Dogs can become aggressive if startled, so excluding them from children's play areas ensures the safety of children.
If you are the only adult with your child and dog, and need to enter a play area to help your child, you can securely tie your dog to a fence outside of the play area, as long as they do not pose a risk to members of the public. Make sure to pick up and throw away any faeces left by your dog.
Groups of dogs
You must not be in control of more than four dogs at any one time.
How the rules are enforced
The fine (or Fixed Penalty Notice) for these offences is £100, reduced to £50 if paid within 7 days.
Community Wardens, Council Officers and South Tyneside Homes Officers have the power to issue a Fixed Penalty Notice for dog fouling and dog control offences.

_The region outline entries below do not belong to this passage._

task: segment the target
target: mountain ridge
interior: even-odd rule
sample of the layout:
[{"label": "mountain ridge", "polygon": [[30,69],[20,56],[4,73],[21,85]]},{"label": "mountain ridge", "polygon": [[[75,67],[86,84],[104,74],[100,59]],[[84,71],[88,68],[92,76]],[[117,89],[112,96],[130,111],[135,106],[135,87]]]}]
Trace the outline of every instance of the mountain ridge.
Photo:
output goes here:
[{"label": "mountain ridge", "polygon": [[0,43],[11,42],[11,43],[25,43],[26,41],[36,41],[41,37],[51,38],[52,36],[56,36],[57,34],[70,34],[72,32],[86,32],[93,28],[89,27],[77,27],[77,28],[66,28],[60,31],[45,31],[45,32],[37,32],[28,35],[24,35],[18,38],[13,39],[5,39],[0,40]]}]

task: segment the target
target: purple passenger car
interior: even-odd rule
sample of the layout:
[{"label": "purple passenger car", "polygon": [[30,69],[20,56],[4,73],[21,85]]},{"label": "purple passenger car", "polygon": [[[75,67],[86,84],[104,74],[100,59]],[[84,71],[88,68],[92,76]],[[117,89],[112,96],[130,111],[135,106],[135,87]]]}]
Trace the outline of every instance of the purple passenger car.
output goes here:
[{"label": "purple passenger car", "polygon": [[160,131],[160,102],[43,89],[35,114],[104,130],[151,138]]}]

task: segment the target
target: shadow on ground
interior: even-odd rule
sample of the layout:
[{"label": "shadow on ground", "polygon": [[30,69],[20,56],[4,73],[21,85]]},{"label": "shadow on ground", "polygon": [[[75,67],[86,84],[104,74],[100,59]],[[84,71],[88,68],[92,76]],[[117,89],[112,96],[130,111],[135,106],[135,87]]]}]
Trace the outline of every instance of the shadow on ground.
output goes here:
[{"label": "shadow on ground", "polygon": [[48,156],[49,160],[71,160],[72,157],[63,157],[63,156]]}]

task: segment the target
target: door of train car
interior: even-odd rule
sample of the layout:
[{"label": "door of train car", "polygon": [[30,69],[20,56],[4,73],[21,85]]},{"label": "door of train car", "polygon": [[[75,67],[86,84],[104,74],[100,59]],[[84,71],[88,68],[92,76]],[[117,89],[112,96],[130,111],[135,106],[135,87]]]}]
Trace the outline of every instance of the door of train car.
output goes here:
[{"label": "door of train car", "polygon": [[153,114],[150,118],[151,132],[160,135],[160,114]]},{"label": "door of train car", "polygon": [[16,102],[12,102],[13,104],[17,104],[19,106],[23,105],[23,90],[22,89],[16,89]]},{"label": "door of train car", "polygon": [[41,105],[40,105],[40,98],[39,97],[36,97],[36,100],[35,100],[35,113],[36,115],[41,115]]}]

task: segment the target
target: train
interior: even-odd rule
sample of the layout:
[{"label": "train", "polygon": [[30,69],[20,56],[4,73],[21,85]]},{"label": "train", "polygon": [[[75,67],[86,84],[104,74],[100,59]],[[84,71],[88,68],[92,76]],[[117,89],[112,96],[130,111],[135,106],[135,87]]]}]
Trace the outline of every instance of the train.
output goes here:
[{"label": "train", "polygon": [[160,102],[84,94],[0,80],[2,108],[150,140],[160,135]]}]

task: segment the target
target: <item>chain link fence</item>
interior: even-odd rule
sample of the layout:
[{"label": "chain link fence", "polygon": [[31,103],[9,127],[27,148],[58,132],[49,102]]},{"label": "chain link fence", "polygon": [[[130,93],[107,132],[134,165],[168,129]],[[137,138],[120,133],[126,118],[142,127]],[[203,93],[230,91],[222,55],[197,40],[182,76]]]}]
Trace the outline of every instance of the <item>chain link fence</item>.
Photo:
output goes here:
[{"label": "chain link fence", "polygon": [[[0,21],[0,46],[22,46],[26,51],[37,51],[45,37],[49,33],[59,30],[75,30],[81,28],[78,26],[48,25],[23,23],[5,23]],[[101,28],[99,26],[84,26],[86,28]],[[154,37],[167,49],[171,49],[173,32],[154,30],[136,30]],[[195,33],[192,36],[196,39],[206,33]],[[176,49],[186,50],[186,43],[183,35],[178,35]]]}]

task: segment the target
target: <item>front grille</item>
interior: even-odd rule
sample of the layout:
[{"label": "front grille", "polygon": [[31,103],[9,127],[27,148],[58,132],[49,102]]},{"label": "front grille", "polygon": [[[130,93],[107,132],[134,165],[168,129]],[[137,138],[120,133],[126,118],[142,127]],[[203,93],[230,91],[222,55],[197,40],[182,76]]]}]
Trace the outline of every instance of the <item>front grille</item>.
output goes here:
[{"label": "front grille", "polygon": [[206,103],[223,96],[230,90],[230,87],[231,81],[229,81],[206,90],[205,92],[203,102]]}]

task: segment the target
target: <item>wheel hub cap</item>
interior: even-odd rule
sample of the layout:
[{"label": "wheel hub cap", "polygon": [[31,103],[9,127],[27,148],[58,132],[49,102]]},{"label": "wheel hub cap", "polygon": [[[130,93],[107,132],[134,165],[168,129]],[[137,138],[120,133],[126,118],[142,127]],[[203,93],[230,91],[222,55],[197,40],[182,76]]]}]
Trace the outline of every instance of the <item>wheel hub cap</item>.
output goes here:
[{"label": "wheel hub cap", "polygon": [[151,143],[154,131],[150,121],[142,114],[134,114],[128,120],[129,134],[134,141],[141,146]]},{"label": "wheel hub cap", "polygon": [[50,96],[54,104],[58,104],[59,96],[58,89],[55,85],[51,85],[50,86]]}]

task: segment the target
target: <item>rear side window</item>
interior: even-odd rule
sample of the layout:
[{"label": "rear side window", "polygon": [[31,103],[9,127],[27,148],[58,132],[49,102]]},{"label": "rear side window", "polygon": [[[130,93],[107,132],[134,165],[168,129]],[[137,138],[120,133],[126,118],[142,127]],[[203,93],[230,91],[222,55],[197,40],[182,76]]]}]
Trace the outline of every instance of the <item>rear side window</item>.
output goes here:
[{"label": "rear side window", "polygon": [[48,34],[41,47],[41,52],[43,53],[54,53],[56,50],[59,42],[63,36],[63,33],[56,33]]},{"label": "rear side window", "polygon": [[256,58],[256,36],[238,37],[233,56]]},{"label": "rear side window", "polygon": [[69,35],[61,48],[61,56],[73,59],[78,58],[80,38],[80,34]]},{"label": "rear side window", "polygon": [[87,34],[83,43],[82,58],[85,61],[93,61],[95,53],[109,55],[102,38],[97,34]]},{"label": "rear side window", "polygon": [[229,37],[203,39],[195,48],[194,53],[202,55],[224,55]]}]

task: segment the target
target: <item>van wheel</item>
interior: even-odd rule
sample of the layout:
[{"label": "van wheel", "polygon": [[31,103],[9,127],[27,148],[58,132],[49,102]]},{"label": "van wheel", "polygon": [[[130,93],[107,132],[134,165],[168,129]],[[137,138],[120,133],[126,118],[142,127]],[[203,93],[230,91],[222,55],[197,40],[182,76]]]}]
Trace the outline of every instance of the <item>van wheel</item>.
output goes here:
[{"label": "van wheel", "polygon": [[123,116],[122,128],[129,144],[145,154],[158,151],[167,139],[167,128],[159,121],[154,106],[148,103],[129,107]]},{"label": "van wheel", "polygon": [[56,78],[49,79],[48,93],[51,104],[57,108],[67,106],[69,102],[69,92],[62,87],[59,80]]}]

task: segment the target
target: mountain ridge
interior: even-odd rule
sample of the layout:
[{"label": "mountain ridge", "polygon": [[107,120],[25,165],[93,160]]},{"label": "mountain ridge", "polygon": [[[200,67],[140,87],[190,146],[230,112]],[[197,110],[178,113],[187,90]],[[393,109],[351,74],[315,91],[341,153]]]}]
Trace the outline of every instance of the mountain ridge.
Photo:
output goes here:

If you don't pay the fine:
firstly you will get warning letters to the address you provided on the Fixed Penalty Notice
if you still don't pay, you will be taken to court and prosecuted - the maximum fine on conviction in the Magistrates' Court is £1,000
Sometimes, prosecution will be pursued from the beginning, such as repeat offenders or circumstances where the offence is so serious that it merits prosecution. For example, a dog owner who allows their dog to be dangerously out of control, despite being directed by an officer to put it on a lead, may risk prosecution rather than being issued with a Fixed Penalty Notice.
There is no formal appeals procedure against the issue of a Fixed Penalty Notice.
If you would like to appeal a Fixed Penalty Notice (FPN) that has been issued to you, then please contact the Environmental Health team to put forward any mitigating circumstances that you would like to have considered.